64. Sharmila G, Muthukumaran C, Saraswathi H, Sangeetha E, Soundarya S, Kumar NM. Green synthesis, characterization and biological activity of nano-cerium oxide. Ceramics International 2019; 45(9): 12382-12386. doi:10.1016/j.ceramint.2019.03.164

65. Du Xu, Jiang De, Chen S, et al. CeO2 nanocrystals integrated nitrogen-doped graphene nanocomposites: one-pot method, rapid synthesis and excellent electrocatalytic activity for enzymatic biosensing. Biosens Bioelectronics. 2017; 89: 681-688. doi:10.1016/j.bios.2015.11.054

66. Senthilkumar RP, Bhuvaneshwari V, Ranjithkumar R, Sathiyavimal S, Malayaman V, Chandarshekar B. Synthesis, characterization and antibacterial activity of mixed chitosan-cerium oxide nanoparticles: as biological nanomaterials. Int J Biol Macromol. 2017; 104: 1746-1752. doi:10.1016/j.ijbiomac.2017.03.139

67. Shen C, Pang K, Du L, Luo G. Green synthesis and enhanced photocatalytic activity of Ce-doped TiO2 nanoparticles supported on porous glass. Micronology. 2017; 34: 103-109.

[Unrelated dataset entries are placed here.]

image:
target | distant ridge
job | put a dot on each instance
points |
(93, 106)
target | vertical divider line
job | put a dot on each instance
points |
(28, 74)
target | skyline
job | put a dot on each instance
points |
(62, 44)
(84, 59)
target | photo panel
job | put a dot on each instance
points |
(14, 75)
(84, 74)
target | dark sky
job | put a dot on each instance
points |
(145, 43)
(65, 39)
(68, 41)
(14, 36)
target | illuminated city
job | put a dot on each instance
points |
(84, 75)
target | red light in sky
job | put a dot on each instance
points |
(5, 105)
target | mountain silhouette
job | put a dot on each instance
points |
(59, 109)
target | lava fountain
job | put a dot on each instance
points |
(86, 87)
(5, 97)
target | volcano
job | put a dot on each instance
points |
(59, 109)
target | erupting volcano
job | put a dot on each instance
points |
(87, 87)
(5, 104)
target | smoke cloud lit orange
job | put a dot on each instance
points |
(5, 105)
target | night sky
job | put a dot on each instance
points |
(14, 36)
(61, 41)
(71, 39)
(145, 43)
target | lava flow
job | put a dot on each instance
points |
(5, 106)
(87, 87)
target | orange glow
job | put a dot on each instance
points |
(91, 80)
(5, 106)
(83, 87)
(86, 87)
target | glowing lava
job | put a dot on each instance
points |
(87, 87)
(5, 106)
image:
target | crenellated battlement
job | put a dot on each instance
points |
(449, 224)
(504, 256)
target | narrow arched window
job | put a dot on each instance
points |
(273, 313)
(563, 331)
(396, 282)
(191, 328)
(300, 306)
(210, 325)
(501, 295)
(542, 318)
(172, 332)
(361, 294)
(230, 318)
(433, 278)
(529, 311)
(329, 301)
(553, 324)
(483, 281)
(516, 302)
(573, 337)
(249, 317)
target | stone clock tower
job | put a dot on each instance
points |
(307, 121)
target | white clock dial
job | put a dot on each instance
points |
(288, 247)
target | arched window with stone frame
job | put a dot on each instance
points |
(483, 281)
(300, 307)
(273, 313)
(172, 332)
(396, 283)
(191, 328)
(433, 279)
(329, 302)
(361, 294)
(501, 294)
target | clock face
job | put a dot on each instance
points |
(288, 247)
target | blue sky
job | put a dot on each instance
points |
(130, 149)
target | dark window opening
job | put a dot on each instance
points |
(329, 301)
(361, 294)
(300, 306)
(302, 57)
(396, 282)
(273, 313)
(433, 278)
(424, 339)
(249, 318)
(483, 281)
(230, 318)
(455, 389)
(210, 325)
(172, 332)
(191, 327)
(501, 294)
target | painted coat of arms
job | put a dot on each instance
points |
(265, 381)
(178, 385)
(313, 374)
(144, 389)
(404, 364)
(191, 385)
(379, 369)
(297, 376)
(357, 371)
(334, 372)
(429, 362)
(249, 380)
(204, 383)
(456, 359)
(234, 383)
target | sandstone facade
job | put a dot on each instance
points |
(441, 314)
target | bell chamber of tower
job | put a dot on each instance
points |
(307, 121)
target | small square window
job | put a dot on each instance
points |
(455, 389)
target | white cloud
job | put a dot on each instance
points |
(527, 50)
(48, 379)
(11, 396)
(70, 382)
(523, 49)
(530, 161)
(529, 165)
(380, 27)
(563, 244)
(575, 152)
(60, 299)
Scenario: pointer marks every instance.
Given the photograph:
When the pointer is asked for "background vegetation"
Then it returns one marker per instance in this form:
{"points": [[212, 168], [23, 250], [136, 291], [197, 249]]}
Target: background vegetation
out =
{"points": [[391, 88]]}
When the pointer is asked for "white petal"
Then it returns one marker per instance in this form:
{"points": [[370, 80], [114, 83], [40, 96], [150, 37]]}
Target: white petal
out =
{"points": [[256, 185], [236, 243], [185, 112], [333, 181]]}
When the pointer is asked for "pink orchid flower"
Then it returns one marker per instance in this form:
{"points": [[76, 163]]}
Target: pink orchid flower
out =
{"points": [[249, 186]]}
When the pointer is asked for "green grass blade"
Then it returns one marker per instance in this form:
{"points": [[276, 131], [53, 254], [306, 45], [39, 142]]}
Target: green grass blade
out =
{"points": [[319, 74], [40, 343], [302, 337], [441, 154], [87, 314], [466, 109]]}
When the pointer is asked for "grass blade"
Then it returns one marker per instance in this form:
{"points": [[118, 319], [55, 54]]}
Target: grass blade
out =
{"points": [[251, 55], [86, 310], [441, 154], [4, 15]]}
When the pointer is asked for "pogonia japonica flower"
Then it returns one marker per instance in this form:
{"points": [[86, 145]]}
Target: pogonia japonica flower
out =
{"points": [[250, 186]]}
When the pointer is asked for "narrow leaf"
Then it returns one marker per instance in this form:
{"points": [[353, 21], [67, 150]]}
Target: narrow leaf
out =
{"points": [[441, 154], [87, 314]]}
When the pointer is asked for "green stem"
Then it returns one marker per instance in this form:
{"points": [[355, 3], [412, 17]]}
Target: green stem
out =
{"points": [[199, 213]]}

68. Yang Zhi, Yin Zhi, Zhao Zhi, etc. The morphology and magnetic properties of La-doped CeO2 nanoparticles were studied by solvothermal method in a low magnetic field. Material chemistry and physics. 2020;240:122148. doi:10.1016/j.matchemphys.2019.122148

69. Yang Zhi, Zhao Zhi, Yu Jie, etc. The effect of Co substitution and magnetic field on the morphology and magnetic properties of CeO2 nanoparticles. Ceramics International 2019; 45(9): 11927-11933. doi:10.1016/j.ceramint.2019.03.081

70. Byrappa K, Ohara S, Adschiri T. Using supercritical fluid technology to synthesize nanoparticles-toward biomedical applications. Adv Drug Deliv Rev. 2008;60(3):299-327. doi:10.1016/j.addr.2007.09.001

71. Cha BG, Jeong HG, Kang DW, etc. Customized lipid-coated magnetic mesoporous silica nanoparticles doped with ceria nanoparticles are used to diagnose cerebral hemorrhage. Nano Resources 2018; 11(7): 3582-3592. doi:10.1007/s12274-017-1924-5

72. Kim D, Kwon HJ, Hyeon T. Magnetite/Ceria nanoparticle assembly for in vitro cleaning of amyloid-β in Alzheimer's disease. Adv Mater. 2019;31(19):1807965. doi:10.1002/adma.201807965

73. Lord Vassie JA, Whitelock JM, MS. The endocytosis of cerium oxide nanoparticles and the regulation of reactive oxygen species in human ovarian and colon cancer cells. Journal of Biomaterials. 2017; 50: 127-141. doi:10.1016/j.actbio.2016.12.010

74. Lord Vassie JA, Whitelock JM, MS. Targeted delivery and redox activity of folic acid functionalized nanocellulose in tumor cells. Moore Pharmaceuticals. 2018;15(3):994-1004. doi:10.1021/acs.molpharmaceut.7b00920

75. Torres-Romero A, Cajero-Juarez M, Contreras-Garcia ME. Titanium dioxide-ceria surfactant assisted sol-gel synthesis and characterization. Epitoanyag J is a silicate-based composite material. 2017;69(1):8-11.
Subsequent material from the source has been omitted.